Dans le cas du projet SALSA, animer un processus de co-conception-expérimentation d’outils d’analyse des fermes a permis de développer conjointement l’outil en tant qu’heuristique pour penser l’action des conseillers et des agriculteurs dans la transition, mais également de faciliter la transformation de la relation entre eux vers une relation accompagnants-accompagnés (Chapitres 2 et 4). Dans le cas du projet SALSA, cela a également permis de construire de nouvelles coordinations entre différents conseillers qui travaillent habituellement séparément et n’interviennent pas ensemble dans les fermes (Chapitre 2).
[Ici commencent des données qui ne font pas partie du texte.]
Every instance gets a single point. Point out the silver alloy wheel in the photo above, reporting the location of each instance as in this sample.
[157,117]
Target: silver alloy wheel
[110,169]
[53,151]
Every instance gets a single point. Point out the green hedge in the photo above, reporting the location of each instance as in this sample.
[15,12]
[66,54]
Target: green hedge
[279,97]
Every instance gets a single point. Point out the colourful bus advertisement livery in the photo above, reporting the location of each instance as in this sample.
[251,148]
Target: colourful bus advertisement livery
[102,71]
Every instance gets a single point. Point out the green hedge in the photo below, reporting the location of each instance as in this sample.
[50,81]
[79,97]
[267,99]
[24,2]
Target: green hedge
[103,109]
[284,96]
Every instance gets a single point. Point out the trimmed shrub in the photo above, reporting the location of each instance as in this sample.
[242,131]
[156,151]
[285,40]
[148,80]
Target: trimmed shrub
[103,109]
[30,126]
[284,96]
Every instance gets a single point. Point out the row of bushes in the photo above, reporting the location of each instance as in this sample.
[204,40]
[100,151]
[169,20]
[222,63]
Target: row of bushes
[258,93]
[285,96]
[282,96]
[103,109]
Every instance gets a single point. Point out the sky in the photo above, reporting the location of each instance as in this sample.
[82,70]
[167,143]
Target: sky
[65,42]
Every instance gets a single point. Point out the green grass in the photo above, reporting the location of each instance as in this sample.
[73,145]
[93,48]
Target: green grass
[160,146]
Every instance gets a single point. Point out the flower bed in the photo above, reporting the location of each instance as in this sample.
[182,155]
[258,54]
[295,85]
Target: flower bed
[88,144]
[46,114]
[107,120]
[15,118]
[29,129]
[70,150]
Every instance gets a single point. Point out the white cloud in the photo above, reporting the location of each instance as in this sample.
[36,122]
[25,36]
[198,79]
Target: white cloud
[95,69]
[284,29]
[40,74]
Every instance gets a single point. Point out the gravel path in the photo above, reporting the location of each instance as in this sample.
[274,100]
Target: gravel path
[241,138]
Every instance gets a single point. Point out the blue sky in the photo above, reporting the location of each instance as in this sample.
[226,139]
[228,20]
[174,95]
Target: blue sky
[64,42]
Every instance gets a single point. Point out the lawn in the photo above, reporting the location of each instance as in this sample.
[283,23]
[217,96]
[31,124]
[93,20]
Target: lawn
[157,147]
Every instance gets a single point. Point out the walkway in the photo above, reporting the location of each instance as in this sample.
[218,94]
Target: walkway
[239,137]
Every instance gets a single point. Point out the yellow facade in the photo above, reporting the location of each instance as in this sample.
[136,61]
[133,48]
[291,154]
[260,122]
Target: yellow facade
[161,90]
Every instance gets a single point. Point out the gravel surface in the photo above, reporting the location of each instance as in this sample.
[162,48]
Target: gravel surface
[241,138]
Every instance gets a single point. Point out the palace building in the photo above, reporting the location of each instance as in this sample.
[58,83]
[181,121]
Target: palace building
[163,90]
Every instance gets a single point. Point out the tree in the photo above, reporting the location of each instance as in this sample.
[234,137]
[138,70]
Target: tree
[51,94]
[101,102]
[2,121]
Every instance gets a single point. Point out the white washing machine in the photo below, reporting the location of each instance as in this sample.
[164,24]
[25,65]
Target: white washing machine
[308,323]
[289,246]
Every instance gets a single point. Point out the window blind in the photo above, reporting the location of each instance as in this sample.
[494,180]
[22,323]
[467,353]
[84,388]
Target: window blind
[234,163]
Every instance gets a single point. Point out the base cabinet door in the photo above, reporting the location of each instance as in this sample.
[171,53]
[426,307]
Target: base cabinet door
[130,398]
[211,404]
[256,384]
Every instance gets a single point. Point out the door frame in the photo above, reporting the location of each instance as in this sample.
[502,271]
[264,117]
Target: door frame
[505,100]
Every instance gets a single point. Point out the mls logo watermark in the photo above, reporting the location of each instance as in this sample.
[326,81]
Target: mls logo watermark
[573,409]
Enfin, pour les différents partenaires du projet, le fait que nous ayons poussé le processus vers une itération entre conception et usage a permis de faire collectivement l’expérience d’une autre manière de conduire un projet de recherche-développement en partant des attentes et des représentations des agriculteurs et en produisant des connaissances et des outils directement mobilisés dans les fermes par les agriculteurs pour la mise en œuvre de leurs propres changements (Chapitre 3). Hatchuel & Moisdon (1993) parlent d’apprentissage organisationnel lorsque le dispositif d’intervention permet de faire se confronter le modèle envisagé pour l’action avec les dispositifs d’action existants.

Cependant, on peut s’interroger sur la pérennité de ces apprentissages au-delà du projet et notamment la capacité qu’auront les partenaires à se ressaisir de cette expérience collective dans leur propre pratique. En effet, quelles capacités ont les organisations locales de conseil elles-mêmes d’organiser des espaces de réflexivité et d’expérimentation engageant conseillers et éleveurs dans le test de nouvelles façons de faire ? Le cas de la transition agroécologique est en effet complexe car il implique une transformation conjointe de l’activité des agriculteurs et des conseillers, dans le cadre

137 de projets susceptibles d’embarquer une diversité d’acteurs locaux aux attentes et aux activités variées. Cela m’amène en dernier lieu à m’interroger sur le type de dispositif d’accompagnement de ces processus à développer à l’échelle locale. Qui finalement est en mesure d’assurer une fonction d’accompagnement de ces processus ? On touche ici de mon point de vue à une limite de la proposition conceptuelle de dialogue entre conception et usage des outils de gestion dans une perspective pragmatiste pour l’accompagnement de la transition agroécologique. Si ce dialogue doit être permanent pour permettre une adaptation et un apprentissage des concepteurs et des utilisateurs, leur permettant ainsi de gérer la complexité et l’incertitude des situations de transition, quels moyens cognitifs, humains et financiers les organisations de développement ont-elles pour développer ce type de démarches sur le long terme, en plus de leurs activités quotidiennes, alors qu’elles sont elles-mêmes aux prises avec une problématique d’évolution de leurs activités et services ? Il me semble qu’il est nécessaire d’aborder cet accompagnement comme une fonction distribuée entre plusieurs acteurs et de s’interroger sur la gouvernance collective de tels dispositifs. C’est ce que je ferai dans une dernière partie de ma discussion, en revenant sur la démarche mise en place au sein du projet SALSA.